The news comes as senior state banking officials said Thursday that a deteriorating economy and rising unemployment will force Russian banks to write down billions of dollars in bad loans in the coming months.
"It was the first really difficult quarter for the world, and I can`t say it`s gotten much better since then," VTB CFO Nikolai Tsekhomsky told reporters.
As foreign funding for the Russian economy has dried up and private banks face funding crunches themselves, state-controlled commercial banks VTB and Sberbank have become clearinghouses for state aid to the economy.
The share of nonperforming loans in commercial banks` loan portfolio will rise to 4 percent to 4.5 percent in the first quarter of 2009 from 3.8 percent as of Jan. 1, a Central Bank official said Thursday.

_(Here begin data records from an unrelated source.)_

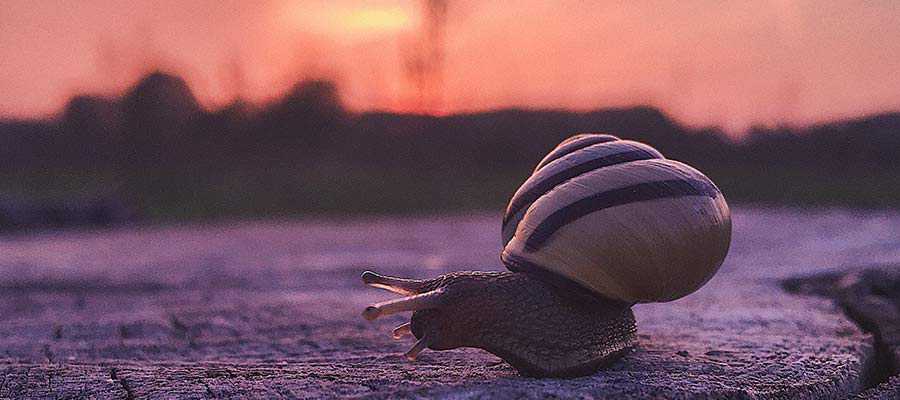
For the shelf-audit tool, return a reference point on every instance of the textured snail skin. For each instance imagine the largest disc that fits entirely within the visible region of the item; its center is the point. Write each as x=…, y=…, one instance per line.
x=601, y=224
x=540, y=329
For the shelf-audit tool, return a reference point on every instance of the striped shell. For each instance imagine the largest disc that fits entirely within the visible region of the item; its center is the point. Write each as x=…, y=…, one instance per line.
x=619, y=219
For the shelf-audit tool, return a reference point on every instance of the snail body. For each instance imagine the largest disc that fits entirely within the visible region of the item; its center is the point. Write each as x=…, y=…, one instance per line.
x=601, y=224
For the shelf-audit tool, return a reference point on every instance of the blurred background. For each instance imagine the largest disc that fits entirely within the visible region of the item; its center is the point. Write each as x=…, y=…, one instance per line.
x=162, y=111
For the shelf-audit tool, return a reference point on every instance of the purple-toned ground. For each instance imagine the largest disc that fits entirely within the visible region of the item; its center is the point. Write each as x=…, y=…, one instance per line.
x=272, y=309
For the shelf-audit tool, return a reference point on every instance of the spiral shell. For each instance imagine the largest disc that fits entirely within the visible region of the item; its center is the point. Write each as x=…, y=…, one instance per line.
x=616, y=217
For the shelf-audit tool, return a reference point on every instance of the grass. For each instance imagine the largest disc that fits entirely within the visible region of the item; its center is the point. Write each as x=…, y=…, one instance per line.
x=334, y=189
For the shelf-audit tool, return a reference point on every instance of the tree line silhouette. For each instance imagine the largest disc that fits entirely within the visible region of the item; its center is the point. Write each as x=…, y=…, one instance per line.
x=161, y=154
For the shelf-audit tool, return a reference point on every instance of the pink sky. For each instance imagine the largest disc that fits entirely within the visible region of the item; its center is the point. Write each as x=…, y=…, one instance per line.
x=732, y=63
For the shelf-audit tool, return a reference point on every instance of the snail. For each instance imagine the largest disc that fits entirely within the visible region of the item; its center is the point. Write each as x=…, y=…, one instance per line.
x=600, y=225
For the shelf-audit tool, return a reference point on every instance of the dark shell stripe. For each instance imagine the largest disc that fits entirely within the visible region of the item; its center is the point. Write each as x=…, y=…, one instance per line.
x=545, y=185
x=573, y=145
x=537, y=186
x=616, y=197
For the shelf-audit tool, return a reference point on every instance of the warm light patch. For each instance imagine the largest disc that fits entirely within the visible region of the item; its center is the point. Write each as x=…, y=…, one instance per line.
x=375, y=19
x=345, y=22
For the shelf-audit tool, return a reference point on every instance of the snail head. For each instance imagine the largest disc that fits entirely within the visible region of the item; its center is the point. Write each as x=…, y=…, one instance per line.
x=517, y=316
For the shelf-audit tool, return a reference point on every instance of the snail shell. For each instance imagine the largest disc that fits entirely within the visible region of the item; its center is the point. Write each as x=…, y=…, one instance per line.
x=617, y=218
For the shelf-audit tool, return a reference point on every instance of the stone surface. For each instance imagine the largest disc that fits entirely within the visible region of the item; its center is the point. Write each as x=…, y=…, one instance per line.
x=272, y=309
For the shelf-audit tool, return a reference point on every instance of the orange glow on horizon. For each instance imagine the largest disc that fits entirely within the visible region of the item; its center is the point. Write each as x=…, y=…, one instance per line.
x=705, y=63
x=342, y=22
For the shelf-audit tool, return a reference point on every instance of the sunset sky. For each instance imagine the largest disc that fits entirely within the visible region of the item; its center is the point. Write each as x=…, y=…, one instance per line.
x=728, y=63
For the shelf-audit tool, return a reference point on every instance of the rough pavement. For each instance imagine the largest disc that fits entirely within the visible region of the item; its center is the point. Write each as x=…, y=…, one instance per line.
x=272, y=309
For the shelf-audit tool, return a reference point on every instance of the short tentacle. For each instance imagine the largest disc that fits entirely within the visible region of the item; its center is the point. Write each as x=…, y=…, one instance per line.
x=401, y=331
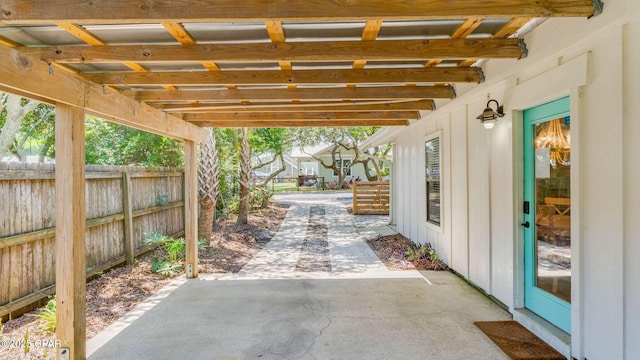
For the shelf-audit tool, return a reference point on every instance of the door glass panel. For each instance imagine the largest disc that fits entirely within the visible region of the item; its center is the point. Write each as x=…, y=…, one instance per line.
x=552, y=143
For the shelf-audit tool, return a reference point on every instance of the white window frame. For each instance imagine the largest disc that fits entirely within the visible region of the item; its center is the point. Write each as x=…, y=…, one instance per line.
x=430, y=137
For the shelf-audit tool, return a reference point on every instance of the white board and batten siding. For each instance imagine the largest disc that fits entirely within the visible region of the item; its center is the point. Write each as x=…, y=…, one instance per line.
x=597, y=63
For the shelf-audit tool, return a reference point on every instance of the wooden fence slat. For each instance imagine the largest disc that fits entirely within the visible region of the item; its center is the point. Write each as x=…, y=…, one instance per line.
x=371, y=198
x=27, y=222
x=128, y=217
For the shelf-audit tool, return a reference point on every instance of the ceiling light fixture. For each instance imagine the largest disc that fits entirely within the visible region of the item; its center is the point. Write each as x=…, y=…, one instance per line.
x=490, y=116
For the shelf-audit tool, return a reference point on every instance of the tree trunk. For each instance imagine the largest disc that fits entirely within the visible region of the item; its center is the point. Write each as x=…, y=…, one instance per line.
x=15, y=113
x=264, y=186
x=245, y=179
x=208, y=186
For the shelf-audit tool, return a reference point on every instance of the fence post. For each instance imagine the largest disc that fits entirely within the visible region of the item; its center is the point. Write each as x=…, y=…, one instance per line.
x=128, y=218
x=355, y=198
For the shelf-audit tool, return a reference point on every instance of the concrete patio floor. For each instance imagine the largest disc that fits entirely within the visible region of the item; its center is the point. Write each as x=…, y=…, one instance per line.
x=358, y=310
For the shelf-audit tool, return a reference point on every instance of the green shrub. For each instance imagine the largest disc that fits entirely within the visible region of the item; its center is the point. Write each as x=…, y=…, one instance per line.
x=171, y=263
x=47, y=316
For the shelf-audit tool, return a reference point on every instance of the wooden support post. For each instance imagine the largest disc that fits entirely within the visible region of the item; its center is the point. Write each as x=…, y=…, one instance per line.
x=70, y=232
x=355, y=198
x=129, y=249
x=191, y=208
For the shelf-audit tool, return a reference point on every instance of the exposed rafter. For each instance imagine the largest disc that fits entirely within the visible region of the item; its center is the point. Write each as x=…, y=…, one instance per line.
x=317, y=115
x=372, y=93
x=104, y=12
x=67, y=88
x=415, y=105
x=303, y=123
x=246, y=77
x=387, y=50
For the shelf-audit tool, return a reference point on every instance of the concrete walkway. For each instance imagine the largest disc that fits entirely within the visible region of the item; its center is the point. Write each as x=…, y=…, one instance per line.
x=357, y=310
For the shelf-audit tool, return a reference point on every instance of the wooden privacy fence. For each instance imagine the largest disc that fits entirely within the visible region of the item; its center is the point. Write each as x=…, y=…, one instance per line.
x=122, y=203
x=371, y=198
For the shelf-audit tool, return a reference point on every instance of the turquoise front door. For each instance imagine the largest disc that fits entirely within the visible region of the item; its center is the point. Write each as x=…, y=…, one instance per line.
x=547, y=212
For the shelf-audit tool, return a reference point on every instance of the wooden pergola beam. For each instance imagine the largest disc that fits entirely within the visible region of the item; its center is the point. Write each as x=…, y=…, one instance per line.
x=286, y=116
x=381, y=50
x=300, y=77
x=415, y=105
x=34, y=77
x=371, y=93
x=103, y=12
x=301, y=123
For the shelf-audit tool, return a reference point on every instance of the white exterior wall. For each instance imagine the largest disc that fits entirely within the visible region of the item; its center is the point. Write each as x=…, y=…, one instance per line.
x=597, y=63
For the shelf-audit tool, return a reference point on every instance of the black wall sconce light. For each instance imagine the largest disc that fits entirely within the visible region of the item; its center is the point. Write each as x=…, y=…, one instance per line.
x=490, y=116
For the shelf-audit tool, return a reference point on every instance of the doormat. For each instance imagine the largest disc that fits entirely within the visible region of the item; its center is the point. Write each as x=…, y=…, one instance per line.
x=517, y=342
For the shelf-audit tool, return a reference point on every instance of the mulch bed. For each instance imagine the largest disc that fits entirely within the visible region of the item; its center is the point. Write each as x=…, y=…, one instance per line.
x=391, y=251
x=117, y=291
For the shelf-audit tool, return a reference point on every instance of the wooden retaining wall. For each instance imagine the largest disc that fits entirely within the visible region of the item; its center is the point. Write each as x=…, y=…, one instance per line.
x=371, y=198
x=121, y=204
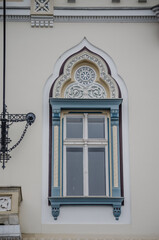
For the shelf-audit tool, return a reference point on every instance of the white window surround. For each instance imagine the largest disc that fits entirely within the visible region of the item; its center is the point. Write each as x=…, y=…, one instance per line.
x=85, y=214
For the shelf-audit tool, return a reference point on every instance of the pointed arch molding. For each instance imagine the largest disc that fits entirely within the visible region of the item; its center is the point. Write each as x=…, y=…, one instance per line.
x=105, y=65
x=91, y=61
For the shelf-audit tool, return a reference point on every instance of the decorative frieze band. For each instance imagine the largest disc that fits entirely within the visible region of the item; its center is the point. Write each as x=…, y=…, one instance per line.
x=87, y=237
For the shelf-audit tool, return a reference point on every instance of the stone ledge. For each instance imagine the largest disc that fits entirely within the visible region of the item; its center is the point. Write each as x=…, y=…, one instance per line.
x=87, y=237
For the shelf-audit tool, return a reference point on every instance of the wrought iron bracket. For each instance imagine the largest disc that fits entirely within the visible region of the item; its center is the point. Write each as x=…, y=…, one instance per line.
x=6, y=120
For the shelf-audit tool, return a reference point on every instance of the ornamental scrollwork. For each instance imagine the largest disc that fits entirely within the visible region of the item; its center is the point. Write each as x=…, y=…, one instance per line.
x=5, y=204
x=85, y=76
x=77, y=91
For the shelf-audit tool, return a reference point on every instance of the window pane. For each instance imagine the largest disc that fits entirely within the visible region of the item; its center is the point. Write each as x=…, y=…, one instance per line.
x=74, y=171
x=96, y=171
x=74, y=127
x=96, y=127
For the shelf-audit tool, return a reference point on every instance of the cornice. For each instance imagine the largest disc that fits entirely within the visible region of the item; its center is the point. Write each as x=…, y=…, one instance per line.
x=115, y=15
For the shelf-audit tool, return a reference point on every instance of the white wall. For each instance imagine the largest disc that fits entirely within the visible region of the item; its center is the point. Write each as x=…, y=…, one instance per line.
x=31, y=55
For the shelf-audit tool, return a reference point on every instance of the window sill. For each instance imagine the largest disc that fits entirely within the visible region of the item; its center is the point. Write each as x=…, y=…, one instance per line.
x=56, y=202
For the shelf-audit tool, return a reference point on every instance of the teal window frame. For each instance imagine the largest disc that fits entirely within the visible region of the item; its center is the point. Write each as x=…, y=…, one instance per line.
x=56, y=200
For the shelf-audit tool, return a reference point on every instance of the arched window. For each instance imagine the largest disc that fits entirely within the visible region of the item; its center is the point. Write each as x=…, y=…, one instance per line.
x=86, y=165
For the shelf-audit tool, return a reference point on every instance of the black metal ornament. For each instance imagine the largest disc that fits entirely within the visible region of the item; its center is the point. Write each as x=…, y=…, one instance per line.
x=6, y=119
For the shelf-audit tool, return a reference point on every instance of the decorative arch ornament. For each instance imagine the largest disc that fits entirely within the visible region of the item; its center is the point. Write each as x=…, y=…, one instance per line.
x=61, y=86
x=85, y=80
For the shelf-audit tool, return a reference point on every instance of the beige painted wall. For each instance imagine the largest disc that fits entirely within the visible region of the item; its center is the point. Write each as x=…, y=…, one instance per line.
x=31, y=55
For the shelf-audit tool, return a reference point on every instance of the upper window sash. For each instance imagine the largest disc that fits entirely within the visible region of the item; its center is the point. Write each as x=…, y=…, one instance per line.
x=90, y=127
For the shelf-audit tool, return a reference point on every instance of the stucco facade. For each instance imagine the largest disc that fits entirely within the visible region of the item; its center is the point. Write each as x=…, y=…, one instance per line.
x=33, y=57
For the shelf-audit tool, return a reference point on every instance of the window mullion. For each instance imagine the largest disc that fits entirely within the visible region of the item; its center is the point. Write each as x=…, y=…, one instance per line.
x=85, y=154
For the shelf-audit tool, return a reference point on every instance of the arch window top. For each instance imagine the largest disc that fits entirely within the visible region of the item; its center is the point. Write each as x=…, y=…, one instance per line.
x=85, y=76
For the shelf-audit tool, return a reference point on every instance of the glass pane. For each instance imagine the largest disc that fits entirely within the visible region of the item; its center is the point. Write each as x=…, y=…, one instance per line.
x=74, y=127
x=96, y=171
x=96, y=127
x=74, y=171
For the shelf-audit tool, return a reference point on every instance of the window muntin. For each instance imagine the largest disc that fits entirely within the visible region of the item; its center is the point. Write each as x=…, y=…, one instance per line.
x=96, y=127
x=74, y=127
x=96, y=171
x=74, y=164
x=94, y=147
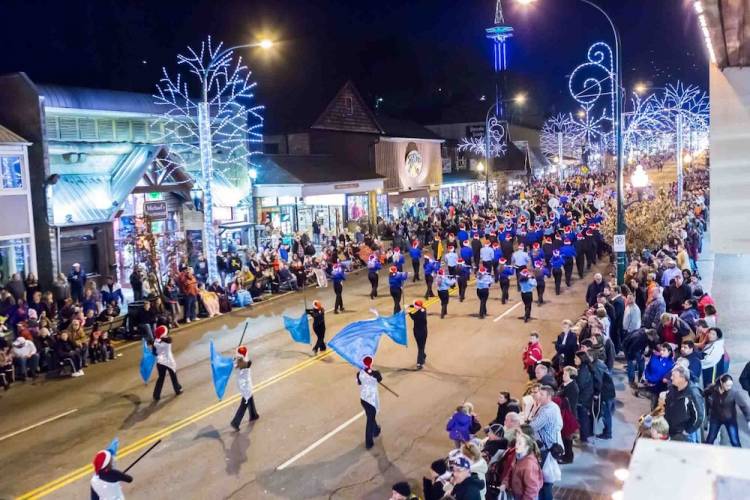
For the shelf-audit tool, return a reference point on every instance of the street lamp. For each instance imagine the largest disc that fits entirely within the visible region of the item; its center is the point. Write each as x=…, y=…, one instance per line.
x=617, y=129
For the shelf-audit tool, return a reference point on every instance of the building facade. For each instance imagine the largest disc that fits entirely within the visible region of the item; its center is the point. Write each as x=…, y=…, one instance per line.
x=17, y=242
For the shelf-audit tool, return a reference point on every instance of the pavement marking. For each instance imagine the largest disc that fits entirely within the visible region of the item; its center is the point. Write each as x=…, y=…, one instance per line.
x=506, y=312
x=45, y=421
x=320, y=441
x=82, y=472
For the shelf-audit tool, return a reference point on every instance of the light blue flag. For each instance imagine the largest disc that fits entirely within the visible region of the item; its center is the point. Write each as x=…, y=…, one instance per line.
x=299, y=328
x=147, y=362
x=221, y=370
x=395, y=327
x=113, y=447
x=357, y=340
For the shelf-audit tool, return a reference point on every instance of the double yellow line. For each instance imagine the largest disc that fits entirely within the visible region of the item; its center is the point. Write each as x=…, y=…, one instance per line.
x=86, y=470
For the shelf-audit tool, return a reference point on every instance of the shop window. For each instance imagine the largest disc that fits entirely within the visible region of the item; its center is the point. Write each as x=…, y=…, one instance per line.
x=10, y=172
x=14, y=258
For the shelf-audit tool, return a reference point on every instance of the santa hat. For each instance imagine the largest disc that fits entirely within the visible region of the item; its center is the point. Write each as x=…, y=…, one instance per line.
x=160, y=331
x=102, y=460
x=367, y=361
x=242, y=351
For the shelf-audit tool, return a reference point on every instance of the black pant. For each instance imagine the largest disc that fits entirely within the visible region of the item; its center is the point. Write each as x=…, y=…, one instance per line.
x=504, y=288
x=483, y=294
x=373, y=277
x=244, y=405
x=568, y=271
x=527, y=300
x=396, y=294
x=320, y=345
x=461, y=288
x=372, y=429
x=421, y=338
x=338, y=289
x=163, y=370
x=580, y=264
x=444, y=298
x=557, y=274
x=429, y=279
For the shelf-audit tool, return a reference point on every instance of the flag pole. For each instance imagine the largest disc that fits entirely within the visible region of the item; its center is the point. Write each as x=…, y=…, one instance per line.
x=143, y=455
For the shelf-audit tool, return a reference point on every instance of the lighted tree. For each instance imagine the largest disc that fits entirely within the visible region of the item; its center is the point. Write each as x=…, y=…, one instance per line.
x=212, y=118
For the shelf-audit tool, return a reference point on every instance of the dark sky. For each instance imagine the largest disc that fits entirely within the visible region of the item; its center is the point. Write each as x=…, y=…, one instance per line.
x=421, y=56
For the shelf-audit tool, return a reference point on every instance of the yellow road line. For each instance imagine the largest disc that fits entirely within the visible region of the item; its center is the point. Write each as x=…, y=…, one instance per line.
x=81, y=472
x=140, y=444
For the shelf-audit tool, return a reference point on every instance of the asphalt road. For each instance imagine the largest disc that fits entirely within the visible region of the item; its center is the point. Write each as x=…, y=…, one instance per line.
x=309, y=442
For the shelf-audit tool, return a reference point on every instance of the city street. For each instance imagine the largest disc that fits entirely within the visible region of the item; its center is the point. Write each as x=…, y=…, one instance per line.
x=309, y=441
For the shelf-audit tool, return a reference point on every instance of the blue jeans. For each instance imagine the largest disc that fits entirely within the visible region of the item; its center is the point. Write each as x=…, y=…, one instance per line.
x=31, y=363
x=732, y=429
x=635, y=366
x=190, y=307
x=608, y=408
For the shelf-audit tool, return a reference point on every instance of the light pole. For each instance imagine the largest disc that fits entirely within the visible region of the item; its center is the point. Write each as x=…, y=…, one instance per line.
x=617, y=130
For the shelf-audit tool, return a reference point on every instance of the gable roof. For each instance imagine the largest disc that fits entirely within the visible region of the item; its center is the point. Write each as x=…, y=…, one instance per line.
x=339, y=115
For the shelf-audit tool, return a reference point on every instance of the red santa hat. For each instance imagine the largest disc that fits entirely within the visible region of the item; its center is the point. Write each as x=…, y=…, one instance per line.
x=102, y=460
x=160, y=331
x=367, y=361
x=242, y=351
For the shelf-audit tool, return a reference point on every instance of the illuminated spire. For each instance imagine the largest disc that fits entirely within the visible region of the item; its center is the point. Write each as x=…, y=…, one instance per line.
x=499, y=19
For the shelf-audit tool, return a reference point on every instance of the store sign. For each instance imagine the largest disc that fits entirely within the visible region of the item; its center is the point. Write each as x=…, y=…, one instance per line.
x=156, y=210
x=414, y=163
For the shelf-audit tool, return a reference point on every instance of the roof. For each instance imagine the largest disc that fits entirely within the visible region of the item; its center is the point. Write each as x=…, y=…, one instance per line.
x=59, y=96
x=9, y=137
x=394, y=127
x=309, y=169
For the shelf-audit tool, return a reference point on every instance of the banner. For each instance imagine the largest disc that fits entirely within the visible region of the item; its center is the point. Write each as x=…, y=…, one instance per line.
x=221, y=370
x=299, y=328
x=147, y=362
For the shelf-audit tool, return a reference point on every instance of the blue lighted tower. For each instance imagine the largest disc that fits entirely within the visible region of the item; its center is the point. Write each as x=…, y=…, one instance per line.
x=500, y=33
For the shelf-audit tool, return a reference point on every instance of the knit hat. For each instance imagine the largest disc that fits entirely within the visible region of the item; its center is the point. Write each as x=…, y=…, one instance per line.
x=402, y=488
x=160, y=331
x=101, y=460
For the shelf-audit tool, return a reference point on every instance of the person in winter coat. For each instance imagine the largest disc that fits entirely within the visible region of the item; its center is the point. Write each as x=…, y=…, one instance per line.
x=526, y=478
x=245, y=386
x=318, y=315
x=459, y=425
x=712, y=362
x=566, y=345
x=722, y=400
x=105, y=483
x=532, y=354
x=466, y=485
x=418, y=315
x=684, y=407
x=165, y=363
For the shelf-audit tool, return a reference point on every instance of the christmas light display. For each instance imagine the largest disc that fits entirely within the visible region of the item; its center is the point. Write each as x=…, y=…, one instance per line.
x=219, y=126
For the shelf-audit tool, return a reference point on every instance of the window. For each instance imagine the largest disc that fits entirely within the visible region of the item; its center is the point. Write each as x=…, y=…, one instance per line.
x=14, y=258
x=10, y=172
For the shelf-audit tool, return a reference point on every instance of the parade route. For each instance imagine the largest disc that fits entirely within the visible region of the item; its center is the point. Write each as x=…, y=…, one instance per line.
x=309, y=440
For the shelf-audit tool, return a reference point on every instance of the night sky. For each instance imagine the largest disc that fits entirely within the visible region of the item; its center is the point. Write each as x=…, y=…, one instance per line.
x=425, y=58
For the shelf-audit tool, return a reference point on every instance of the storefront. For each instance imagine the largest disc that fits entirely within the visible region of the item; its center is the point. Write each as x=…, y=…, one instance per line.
x=17, y=248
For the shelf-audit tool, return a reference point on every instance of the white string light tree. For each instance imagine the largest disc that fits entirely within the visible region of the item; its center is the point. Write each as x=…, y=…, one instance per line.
x=219, y=126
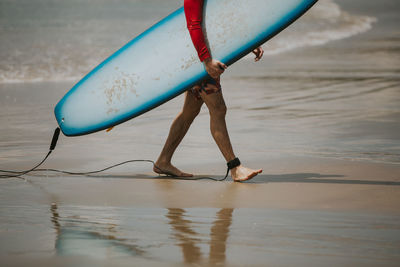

Alexei Simanovsky, head of the Central Bank`s banking supervision department, said loan provisions would rise to 5.5 percent to 6.0 percent by April 1 from 4.9 percent to 5.0 percent as of Jan. 1.
At VTB, provisioning for bad loans rose to 3.8 percent during the third quarter of 2008, while the nine-month level was 2.5 percent, up from 1.3 percent in the same period a year ago.
Shares in VTB and its larger peer Sberbank fell more than 10 percent on Russia`s stock market on the forecast.
"As a result of the weakening economic outlook for Russia in 2009, combined with an expected increase in unemployment, we anticipate further growth in loan loss allowances in the forthcoming periods," VTB said.
"If you start rolling 4 percent-plus into 2009, VTB will start making ongoing losses," Renaissance Capital analyst David Nangle said.
But Tsekhomsky rejected that concern. "I do not agree with the thesis that we will have chronic losses" because of higher provisioning, he said.
VTB said it was capitalized at 14 percent at the end of September, down from more than 16 percent at the end of the first half, and would continue to review capital needs with the government and Central Bank.
It has so far been a distributor of subordinated loans from the government, but last week chief executive Andrei Kostin raised the possibility of the first capital injection for a Russian bank since the crisis began.
Finance Minister Alexei Kudrin said this week that the government plans to allot another $40 billion to support the banking sector. State banks would be a priority, he said.
The bank has also stopped granting loans in foreign currency to nonexporters "to limit currency risk," Tsekhomsky said.
The bank halted consumer loans in dollars and euros in November. "This means we`re becoming more conservative," Tsekhomsky said, adding that the bank plans to repay $6 billion of debt to foreign lenders this year.
VTB`s stock on Thursday fell 0.34 kopeks, or 13 percent, to 2.33 kopeks, a record low.